Remote error: tls: bad certificate for K8S consul clients

Hi,
I’m trying to setup consul clients on my AKS cluster (consul server is outside the K8S), but deployment is failing with the following error on consul-server-acl-init job pod:

Failure: calling /agent/self to get datacenter: err="Get "https://10.162.34.220:8501/v1/agent/self": remote error: tls: bad certificate"

I double checked the ca certificate provided as K8S secret and it looks OK. It’s correctly mapped to pod and contains correct data. Same certificate is used by other consul client deployed outside the kubernetes and everything is OK.

Here is my consul helm config file:

global:
  enabled: false
  name: consul
  datacenter: consul-azure-dc
  acls:
    manageSystemACLs: true
    bootstrapToken:
      secretName: consul-acl-token  
      secretKey: bootstrap-token  
  gossipEncryption:
    secretName: consul-gossip-encryption
    secretKey: gossip
  tls:
    enabled: true
    enableAutoEncrypt: true
    caCert:
      secretName: consul-ca-cert
      secretKey: tls.crt
externalServers:
  enabled: true
  hosts: ["10.162.34.220","10.162.34.222","10.162.34.221"]
  k8sAuthMethodHost: https://my-aks-cluster.hcp.westeurope.azmk8s.io:443
  #useSystemRoots: true
client:
  enabled: true
  join: ["10.162.34.220","10.162.34.222","10.162.34.221"]
connectInject:
  enabled: false
  default: false 

Maybe I’m doing something wrong? Any suggestions.
Thanks in advance

Hey @andriktr,

Is your server configured to only allow mTLS connections, i.e. does it have verify_incoming set to true? Generally, if you have ACLs enabled, mTLS doesn’t provide any extra layers of security, so I’d recommend turning it off and just keeping “regular”, one-way TLS plus ACLs turned on.

Hi,
Thanks for reply. Yes my consul server is configured with verify_incoming = true. And normally it should work with such config or at least I think so :slight_smile: . After setting manageSystemACLs: false my K8S clients joined the cluster however I still can’t enable connectInject because of same reason. Init container named get-auto-encrypt-client-ca of consul-connect-injector-webhook pod is not able to get the client CA and failing with same error:

[ERROR] Error retrieving CA roots from Consul: err="Get "https://consul server:8501/v1/agent/connect/ca/roots": remote error: tls: bad certificate"

Inspecting the init container shows that the command is running and produces mentioned error message:

consul-k8s get-consul-client-ca -output-file=/consul/tls/client/ca/tls.crt -server-addr=consulserver -server-port=8501 -ca-file=/consul/tls/ca/tls.crt

I pretty much sure that if I will set verify_incoming = false on my consul server this will solve the issue however according the documentation it’s recommended to keep it enabled.
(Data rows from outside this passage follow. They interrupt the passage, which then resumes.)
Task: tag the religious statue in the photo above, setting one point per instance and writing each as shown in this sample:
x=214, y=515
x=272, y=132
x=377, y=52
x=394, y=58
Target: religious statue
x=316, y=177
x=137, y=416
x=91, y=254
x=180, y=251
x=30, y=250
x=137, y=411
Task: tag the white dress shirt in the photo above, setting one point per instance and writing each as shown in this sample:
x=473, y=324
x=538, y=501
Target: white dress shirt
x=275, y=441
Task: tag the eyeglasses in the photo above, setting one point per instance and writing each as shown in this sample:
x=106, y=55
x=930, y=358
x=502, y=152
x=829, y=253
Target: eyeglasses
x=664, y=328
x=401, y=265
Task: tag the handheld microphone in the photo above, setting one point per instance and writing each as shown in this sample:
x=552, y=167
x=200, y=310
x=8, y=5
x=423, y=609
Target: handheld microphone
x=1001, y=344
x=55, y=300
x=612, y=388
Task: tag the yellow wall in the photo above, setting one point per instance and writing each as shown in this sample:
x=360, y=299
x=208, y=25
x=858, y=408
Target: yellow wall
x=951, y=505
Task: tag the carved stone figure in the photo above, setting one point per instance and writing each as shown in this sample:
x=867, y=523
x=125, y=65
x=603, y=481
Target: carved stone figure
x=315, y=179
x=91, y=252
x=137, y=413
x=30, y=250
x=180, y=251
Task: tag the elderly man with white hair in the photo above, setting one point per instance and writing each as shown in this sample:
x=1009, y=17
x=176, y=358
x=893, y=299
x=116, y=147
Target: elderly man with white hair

Currently my config yaml looks so:

global:
  enabled: false
  name: consul
  image: "consul:1.8.1"
  datacenter: consul-azure-dc
  acls:
    manageSystemACLs: false
    bootstrapToken:
      secretName: consul-acl-token  
      secretKey: bootstrap-token  
  gossipEncryption:
    secretName: consul-gossip-encryption
    secretKey: gossip
  tls:
    enabled: true
    enableAutoEncrypt: true
    caCert:
      secretName: consul-ca-cert
      secretKey: tls.crt

externalServers:
  enabled: true
  hosts: ["redacted"]
  k8sAuthMethodHost: redacted:443
  useSystemRoots: false

client:
  enabled: true
  join: ["redacted"]
  resources:
    requests:
      memory: "100Mi"
      cpu: "100m"
    limits:
      memory: "100Mi"
      cpu: "100m" 

connectInject:
  enabled: true
  default: false
  resources:
    requests:
      memory: "50Mi"
      cpu: "50m"
    limits:
      memory: "50Mi"
      cpu: "50m"
  centralConfig:
    enabled: false

Thanks

Hey @andriktr,

It looks like you are getting the same TLS error: bad certificate.
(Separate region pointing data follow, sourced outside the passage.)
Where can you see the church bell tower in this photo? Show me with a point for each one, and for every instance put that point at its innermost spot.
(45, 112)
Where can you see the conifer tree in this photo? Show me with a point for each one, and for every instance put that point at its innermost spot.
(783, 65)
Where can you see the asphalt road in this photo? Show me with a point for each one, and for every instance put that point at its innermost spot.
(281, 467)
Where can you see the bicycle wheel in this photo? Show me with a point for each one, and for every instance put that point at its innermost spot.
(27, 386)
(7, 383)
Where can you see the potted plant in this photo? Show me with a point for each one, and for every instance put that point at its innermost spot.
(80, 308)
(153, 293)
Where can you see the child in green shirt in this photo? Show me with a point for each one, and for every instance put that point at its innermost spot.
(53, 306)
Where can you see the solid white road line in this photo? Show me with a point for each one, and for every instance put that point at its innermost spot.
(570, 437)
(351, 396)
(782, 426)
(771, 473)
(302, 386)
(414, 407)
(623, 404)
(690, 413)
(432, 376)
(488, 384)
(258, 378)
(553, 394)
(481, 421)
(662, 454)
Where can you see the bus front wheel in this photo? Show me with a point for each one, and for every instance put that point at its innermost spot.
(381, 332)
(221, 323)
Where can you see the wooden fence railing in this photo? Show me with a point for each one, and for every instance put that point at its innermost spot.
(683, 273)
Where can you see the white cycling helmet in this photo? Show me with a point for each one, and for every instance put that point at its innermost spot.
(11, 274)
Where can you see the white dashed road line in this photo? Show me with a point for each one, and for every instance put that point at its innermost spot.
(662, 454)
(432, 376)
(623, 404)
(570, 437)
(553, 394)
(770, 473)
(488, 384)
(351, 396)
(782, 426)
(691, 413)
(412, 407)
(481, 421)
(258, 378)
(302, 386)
When you have verify_incoming set on the server, it will expect all clients, RPC or HTTP, to present a client certificate and will reject any connections that don’t do so.

In this case, our helm chart does not support servers that require HTTP clients to present client certs. So when some components are talking to the server over HTTPS, they don’t present a certificate, and you’re seeing the bad certificate error in your logs.

To fix your problem, I recommend turning ACLs in the helm chart back on and setting verify_incoming_https on the server to false, but verify_incoming_rpc to true. That way you can still ensure only trusted Consul clients are joining the cluster, but for HTTPS connections you don’t need that since you’re using ACLs already.

Hi @ishustava ,
Thanks for the answer.
According the helm chart reference in consul documentation manageSystemACLs: false should only be enabled if consul servers running inside the kubernetes.


In my case consul servers are outside the Kubernetes installed on a separate VM’s.

Also as far as I understand command consul-k8s get-consul-client-ca -output-file=/consul/tls/client/ca/tls.crt -server-addr=consulserver -server-port=8501 -ca-file=/consul/tls/ca/tls.crt executed in init container exactly tries to retrieve the client certificate which is expected in case of auto_encrypt mode.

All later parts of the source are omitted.